Captopril 25 mg, three times a day
Alprazolam (Xanax) 0.5 mg, by mouth as needed for anxiety
Insulin lispro (Humalog) 7 units subcutaneous TID, 15 minutes before meals
Tramadol for arthritis pain
Furosemide 40 mg, twice per day
Ciprofloxacin 250 mg, every 12 hours
Pilocarpine eye drops, two drops each eye, four times a day
Lasix 60 mg, once per day in the morning
Select one medication and answer all of the following questions.
If this was a medication order, do you have enough information to safely administer the medication? Please explain your answer and provide the missing information, if any.
What is the medication’s classification? Does it have any special considerations about which the nurse should be aware?
Why is Millie taking this medication? If you are unsure based on the information you’ve been given thus far, list common reasons for this medication to be given.
Does this medication present any possible adverse interactions with the other medications Millie is taking?

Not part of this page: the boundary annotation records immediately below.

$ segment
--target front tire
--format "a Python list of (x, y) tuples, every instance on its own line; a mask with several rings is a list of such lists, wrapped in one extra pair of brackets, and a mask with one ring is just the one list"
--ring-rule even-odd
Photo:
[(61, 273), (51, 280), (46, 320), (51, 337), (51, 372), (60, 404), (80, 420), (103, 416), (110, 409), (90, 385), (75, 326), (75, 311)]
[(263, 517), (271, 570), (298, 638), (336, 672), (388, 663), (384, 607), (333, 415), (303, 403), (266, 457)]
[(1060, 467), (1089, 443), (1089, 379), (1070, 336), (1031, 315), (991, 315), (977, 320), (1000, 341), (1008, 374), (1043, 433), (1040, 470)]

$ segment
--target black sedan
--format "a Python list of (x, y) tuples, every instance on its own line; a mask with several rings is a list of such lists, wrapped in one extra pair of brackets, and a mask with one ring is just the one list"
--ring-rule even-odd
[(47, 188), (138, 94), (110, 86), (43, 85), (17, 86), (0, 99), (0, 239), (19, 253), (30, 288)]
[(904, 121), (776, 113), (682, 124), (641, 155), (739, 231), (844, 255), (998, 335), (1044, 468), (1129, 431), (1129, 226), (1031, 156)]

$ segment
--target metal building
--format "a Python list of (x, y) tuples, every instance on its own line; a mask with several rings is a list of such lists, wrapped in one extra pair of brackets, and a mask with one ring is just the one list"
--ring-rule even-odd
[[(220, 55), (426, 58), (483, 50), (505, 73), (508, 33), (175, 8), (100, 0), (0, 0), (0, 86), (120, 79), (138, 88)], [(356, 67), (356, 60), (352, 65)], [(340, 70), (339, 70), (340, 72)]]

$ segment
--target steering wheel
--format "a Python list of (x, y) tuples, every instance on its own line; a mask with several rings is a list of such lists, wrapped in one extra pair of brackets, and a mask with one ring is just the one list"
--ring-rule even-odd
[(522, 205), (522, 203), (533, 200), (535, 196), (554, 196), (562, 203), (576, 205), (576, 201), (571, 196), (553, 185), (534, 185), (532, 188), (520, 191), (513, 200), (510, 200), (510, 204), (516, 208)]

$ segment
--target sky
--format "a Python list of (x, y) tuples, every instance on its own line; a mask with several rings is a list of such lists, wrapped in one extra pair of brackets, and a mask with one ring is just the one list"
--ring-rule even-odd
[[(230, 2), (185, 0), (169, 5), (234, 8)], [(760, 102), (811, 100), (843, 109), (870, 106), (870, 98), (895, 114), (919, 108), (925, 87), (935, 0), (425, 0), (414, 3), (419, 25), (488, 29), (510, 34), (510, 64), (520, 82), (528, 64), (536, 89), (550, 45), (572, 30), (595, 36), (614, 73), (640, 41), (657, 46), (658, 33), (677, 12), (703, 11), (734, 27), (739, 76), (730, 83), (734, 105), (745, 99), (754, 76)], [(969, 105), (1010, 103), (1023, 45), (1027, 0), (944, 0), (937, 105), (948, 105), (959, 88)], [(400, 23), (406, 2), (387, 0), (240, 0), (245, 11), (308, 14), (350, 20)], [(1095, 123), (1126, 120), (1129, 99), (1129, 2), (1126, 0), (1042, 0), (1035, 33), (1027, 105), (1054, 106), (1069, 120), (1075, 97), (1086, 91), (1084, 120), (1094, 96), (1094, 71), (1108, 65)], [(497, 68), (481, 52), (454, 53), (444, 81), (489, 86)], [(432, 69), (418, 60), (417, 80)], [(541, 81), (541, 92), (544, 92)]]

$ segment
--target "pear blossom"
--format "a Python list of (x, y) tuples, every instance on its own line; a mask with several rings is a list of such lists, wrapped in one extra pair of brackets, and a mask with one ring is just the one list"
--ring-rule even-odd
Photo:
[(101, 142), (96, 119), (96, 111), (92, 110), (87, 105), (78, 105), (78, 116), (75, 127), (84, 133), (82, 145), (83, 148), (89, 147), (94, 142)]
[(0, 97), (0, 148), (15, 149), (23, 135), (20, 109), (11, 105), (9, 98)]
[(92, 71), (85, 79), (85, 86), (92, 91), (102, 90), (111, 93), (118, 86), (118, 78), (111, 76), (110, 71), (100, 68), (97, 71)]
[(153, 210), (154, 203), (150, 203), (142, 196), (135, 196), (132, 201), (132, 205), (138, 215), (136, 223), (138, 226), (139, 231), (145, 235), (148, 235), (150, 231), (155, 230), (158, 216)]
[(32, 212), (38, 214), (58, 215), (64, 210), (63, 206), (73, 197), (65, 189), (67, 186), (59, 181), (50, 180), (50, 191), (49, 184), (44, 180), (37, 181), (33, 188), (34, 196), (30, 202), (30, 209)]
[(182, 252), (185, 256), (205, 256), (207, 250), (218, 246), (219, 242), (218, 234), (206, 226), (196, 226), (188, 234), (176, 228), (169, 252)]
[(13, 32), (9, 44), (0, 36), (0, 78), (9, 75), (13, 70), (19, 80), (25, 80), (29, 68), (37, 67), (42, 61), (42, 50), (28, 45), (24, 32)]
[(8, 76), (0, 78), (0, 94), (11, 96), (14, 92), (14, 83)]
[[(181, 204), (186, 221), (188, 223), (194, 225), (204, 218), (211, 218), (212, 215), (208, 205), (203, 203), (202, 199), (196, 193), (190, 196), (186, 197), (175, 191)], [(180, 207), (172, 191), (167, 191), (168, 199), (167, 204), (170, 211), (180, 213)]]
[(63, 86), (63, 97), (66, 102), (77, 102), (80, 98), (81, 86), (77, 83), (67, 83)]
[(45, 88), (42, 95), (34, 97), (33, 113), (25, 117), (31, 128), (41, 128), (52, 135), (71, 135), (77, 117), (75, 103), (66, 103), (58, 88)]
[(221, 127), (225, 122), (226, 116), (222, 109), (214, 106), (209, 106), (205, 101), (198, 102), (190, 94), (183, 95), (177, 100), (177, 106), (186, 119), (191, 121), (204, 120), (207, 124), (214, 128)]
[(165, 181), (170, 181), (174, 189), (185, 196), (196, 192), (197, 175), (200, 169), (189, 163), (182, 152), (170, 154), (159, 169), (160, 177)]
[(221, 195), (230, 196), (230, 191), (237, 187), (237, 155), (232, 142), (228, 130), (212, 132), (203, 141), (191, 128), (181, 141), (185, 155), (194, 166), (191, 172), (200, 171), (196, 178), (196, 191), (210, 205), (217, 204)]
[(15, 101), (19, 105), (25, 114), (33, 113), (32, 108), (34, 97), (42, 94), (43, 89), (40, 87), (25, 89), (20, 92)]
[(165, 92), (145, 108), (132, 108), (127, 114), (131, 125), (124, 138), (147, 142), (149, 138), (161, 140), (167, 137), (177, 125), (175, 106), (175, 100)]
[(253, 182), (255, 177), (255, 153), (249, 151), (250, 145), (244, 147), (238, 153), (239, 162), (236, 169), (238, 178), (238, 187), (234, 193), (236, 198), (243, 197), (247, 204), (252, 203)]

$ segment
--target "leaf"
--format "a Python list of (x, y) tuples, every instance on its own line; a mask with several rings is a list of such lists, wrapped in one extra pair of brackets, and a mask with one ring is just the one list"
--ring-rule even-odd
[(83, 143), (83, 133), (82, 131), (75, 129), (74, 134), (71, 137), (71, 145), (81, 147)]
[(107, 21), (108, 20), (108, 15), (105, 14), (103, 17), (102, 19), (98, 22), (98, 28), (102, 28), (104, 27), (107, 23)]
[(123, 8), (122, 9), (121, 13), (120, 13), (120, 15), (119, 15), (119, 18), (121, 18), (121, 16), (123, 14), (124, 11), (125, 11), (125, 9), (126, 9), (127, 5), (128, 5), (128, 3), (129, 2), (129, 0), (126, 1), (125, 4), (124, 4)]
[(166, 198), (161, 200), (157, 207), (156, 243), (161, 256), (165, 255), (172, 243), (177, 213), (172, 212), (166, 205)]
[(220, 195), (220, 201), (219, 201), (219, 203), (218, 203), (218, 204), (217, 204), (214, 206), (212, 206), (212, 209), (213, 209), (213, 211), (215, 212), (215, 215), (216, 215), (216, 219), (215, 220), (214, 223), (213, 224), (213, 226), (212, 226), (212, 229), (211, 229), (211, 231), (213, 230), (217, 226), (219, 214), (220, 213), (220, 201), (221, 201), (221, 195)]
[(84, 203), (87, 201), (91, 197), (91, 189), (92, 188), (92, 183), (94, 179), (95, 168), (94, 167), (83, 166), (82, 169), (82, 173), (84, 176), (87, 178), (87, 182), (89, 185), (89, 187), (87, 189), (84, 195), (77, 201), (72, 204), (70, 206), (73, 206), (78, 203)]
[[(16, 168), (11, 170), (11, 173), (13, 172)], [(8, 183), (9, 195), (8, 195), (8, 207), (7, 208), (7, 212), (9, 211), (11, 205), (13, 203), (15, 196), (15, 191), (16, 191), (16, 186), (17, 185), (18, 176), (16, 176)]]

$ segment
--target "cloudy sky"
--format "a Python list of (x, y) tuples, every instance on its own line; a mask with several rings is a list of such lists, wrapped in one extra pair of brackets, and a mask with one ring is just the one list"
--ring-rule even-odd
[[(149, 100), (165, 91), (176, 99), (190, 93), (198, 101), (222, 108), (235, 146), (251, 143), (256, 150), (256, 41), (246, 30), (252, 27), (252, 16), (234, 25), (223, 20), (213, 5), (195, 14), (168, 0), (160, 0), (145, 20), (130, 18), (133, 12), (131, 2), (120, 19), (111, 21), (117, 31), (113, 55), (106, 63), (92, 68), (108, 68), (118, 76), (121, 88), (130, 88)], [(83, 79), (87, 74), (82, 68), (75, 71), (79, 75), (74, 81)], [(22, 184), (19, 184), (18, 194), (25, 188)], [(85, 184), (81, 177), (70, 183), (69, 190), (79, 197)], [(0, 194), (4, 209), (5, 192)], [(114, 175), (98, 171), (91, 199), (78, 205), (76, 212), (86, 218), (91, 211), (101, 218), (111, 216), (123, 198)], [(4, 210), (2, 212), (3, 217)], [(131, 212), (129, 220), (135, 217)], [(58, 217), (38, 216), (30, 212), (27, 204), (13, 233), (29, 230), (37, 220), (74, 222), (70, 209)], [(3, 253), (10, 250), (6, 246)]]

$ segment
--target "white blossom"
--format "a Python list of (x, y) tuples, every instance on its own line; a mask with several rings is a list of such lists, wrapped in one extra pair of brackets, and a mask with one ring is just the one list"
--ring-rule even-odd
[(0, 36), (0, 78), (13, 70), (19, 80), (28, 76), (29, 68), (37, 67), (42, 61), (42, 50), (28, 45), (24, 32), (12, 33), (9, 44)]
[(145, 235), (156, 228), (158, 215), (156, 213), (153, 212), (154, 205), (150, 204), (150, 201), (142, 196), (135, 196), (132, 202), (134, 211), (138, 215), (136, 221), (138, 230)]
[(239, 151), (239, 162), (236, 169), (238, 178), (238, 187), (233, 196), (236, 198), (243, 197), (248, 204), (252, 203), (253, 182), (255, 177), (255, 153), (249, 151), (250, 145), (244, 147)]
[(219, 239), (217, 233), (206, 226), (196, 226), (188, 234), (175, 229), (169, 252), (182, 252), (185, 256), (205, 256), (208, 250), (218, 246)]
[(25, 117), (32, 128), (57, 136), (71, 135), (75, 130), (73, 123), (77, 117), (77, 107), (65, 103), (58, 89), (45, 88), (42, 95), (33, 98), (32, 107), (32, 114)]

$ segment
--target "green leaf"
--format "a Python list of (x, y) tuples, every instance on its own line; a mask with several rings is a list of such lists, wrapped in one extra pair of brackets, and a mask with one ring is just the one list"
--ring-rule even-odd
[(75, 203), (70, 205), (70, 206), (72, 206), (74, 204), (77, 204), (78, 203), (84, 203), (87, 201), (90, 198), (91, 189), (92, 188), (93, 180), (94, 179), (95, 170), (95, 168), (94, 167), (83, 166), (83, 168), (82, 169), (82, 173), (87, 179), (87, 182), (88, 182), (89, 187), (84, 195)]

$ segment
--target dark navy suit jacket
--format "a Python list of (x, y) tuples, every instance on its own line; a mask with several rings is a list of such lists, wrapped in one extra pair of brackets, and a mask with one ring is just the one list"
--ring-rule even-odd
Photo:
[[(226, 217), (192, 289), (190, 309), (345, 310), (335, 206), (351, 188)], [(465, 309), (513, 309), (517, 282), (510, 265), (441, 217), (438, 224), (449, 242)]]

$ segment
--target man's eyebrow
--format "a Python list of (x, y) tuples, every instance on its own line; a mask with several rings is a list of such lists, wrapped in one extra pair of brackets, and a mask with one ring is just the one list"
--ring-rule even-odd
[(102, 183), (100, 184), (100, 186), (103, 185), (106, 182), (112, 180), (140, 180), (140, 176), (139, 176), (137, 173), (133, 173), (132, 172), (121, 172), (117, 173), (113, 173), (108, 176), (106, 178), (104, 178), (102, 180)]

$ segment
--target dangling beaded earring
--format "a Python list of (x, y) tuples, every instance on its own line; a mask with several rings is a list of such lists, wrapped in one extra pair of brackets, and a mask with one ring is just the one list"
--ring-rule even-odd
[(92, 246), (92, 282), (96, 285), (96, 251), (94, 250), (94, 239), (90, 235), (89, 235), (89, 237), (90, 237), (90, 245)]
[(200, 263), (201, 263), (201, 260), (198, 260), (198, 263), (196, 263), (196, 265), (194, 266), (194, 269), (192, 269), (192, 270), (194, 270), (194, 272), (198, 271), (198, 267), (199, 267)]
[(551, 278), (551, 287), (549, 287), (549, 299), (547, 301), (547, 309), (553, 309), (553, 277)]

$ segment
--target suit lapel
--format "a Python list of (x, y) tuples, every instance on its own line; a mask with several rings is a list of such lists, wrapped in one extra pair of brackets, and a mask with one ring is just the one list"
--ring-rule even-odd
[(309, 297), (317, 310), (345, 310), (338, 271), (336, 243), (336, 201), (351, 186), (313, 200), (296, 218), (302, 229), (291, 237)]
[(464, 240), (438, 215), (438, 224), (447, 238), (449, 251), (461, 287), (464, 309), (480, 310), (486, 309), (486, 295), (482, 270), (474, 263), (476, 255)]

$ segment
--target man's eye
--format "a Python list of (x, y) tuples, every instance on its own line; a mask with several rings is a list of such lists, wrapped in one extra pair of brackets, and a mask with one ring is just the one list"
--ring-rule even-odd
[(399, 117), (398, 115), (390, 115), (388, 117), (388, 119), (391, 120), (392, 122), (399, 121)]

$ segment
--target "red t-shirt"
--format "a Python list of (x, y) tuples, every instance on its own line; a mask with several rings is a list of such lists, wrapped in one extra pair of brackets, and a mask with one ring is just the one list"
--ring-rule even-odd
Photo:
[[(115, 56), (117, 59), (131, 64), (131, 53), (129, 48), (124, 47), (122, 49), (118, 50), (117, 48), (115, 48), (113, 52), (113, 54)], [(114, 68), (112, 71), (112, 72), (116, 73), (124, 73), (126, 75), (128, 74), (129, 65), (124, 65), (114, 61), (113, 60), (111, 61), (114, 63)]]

Apply the concepts of pharmacotherapeutics, pharmacokinetics, pharmacodynamics, and pharmacogenomics to the use of specific medication classifications in specific health conditions, and in consideration of medication side/adverse effects, nursing implications, and medication teaching.
Apply principles of health promotion, as well as illness and injury prevention, to promote safety and effectiveness of commonly used pharmacologic therapy across the lifespan, taking into consideration socio-cultural, genetic/genomic, developmental, and gender implications.
Utilize the nursing process in understanding the effects of drug therapy on health outcomes across the lifespan within the framework of a diverse population of individuals, families, and communities.
Examine the professional nursing roles of the care manager, educator, researcher, and advocate in relation to pharmacologic therapy and within the framework of a diverse population of individuals, families, and communities.